Nella impugnata decisione la Corte di merito aveva escluso la presenza di elementi utili a riqualificare la domanda essendo, la domanda di indebito arricchimento, di natura sussidiaria, da escludersi quando ci sia una apposita azione contrattuale per la quale, peraltro, è necessaria una specifica richiesta.
Deve richiamarsi in proposito quanto affermato da questa Corte in più occasioni, secondo cui l’applicazione del principio “iura novit curia”, di cui all’art. 113, comma 1, c.p.c., importa la possibilità per il giudice di assegnare una diversa qualificazione giuridica ai fatti ed ai rapporti dedotti in lite, nonché all’azione esercitata in causa, ricercando le norme giuridiche applicabili alla concreta fattispecie sottoposta al suo esame, potendo porre a fondamento della sua decisione princìpi di diritto diversi da quelli erroneamente richiamati dalle parti. Tale principio deve essere posto in immediata correlazione con il divieto di ultra o extra-petizione, di cui all’art. 112 c.p.c., in applicazione del quale è invece precluso al giudice pronunziare oltre i limiti della domanda e delle eccezioni proposte dalle parti, mutando i fatti costitutivi o quelli estintivi della pretesa, ovvero decidendo su questioni che non hanno formato oggetto del giudizio e non sono rilevabili d’ufficio, attribuendo un bene non richiesto o diverso da quello domandato (Cass. n. 5832/2021; Cass. n. 8645/2018)
Nel caso in esame il potere del giudice del merito di procedere alla qualificazione giuridica dell’azione, anche a prescindere dalle denominazioni erronee eventualmente usate dalle parti, trova un limite nel divieto di sostituire un’azione diversa da quella formalmente ed espressamente proposta. In particolare l’azione di indebito arricchimento che ha un suo proprio petitum e una sua propria causa petendi e che, essendo fondata su presupposti di fatto e di diritto aventi una propria particolare autonomia, anche in relazione al suo carattere sussidiario, deve essere proposta in modo esplicito dalla parte interessata e non puo essere, quindi, sostituita d’ufficio alla diversa azione che e stata proposta in base ad un diverso titolo, ritenuto inefficace dal giudice (Cass. n. 15196/2018; Cass.SU n. 19448/2009).

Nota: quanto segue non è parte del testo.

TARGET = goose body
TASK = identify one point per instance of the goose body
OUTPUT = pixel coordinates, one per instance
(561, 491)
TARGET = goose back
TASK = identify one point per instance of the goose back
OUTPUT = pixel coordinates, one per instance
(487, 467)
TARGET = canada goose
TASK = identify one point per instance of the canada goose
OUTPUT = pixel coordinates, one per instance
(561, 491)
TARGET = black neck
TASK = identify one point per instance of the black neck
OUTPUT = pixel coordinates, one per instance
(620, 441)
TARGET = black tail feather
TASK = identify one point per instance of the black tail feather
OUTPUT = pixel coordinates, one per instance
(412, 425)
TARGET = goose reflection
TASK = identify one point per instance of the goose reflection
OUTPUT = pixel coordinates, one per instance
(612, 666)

La corte d’appello, dando esecuzione ai predetti principi, ha escluso motivatamente che fossero presenti elementi di fatto tali da consentire una diversa interpretazione della domanda proposta, attesa la specificità e autonomia della richiesta di indebito arricchimento, che comunque lasciava aperta la possibilità di proposizione di una differente domanda corredata di adeguate ragioni di fatto e diritto. La valutazione di merito svolta non puo’ trovare rimeditazione in questa sede di legittimità.
3) Con il terzo motivo è denunciata la violazione dell’art. 132 c.p.c. n.4, per motivazione apparente e contrasto irriducibile (art. 360 co.1 n. 3 c.p.c.), non avendo, la corte territoriale, accertato se l’università avesse o meno versato i contributi all’Inps. Per tale censura si richiama quanto già osservato con riguardo al primo motivo circa la irrilevanza di un siffatto accertamento attesa la mancata reiterazione di una domanda restitutoria.
Il ricorso deve essere rigettato. Le spese seguono il principio di soccombenza.
Sussistono i presupposti processuali per il versamento da parte del ricorrente del contributo unificato, ove dovuto.
P.Q.M.
Rigetta il ricorso; condanna il ricorrente al pagamento delle spese processuali liquidate in E.1.500,00 per compensi ed E. 200,00 per spese oltre spese generali nella misura del 15% ed accessori di legge.
Ai sensi dell’art. 13 comma quater del d.p.r. n. 115 del 2002, dà atto della sussistenza dei presupposti processuali per il versamento, da parte del ricorrente dell’ulteriore importo, a titolo di contributo unificato pari a quello previsto per il ricorso, a norma del comma 1-bis, dello stesso articolo 13, ove dovuto.